The present rattled inside her skull once more: The whirlwind of the man and the beast spun down. Pushed forward these past days by both the gale force hatred of his sister and his own grief, the man had found clarity in the death dripping from his beast’s talons. But now his task was done.
Mira felt his fracture as well—his own niece’s murder gouged across his world and left him on a cliff’s edge. He raged along the precipice, a sword in each hand and a dragon at his back, making sure every last villain went over with him.
Down into the ash-choked inkiness. Down inside a blistering hole.
A new moment of what-is danced into her mind’s eye: Junonius and Jupiter finding their cousin. One boy hiccupping. The reek of blood and the bitter stench of shit. Tears streaking cheeks and the backs of hands. The other boy curling into a ball on the sand and rocking back and forth, back and forth.
Junonius finding the dagger the man had dropped into the crescent of dried death surrounding the girl’s body.
Then that moment, too, moved into what-was.

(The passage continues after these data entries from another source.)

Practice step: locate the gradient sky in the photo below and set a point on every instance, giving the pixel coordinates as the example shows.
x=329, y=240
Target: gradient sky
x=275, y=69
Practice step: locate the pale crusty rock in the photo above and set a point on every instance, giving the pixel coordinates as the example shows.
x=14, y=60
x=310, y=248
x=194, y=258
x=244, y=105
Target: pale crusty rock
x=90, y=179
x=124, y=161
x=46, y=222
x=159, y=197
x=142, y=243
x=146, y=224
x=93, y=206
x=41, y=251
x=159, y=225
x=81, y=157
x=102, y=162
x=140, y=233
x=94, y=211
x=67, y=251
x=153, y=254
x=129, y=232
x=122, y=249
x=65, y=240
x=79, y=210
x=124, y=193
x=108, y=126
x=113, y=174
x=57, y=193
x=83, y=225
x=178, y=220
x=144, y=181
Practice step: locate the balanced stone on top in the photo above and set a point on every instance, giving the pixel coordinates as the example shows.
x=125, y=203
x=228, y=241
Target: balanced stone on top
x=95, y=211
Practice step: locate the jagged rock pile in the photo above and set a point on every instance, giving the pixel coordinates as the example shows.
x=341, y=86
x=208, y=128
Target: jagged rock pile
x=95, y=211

Ismene quivered behind Mira and she rotated in her sister’s embrace, her own hands moving under her seer’s control. One rose to block the racking swipe of Ismene’s nails. The other held her sister’s wrist and the dagger she’d almost whipped at their brother’s head.
“Why did you let this happen?” The screams pouring from Ismene deafened Mira’s ears. “Why, brother?”
Mira heard only the rising inflection and panicked tone of her sister’s voice. In her seer, new crescents formed around each boy, but they weren’t as practiced at killing as the human half of the Dracos. He’d been quick. Merciful, even. The boys’ agony spread out through Mira’s seer like wastewater thickened by mud and slaughter.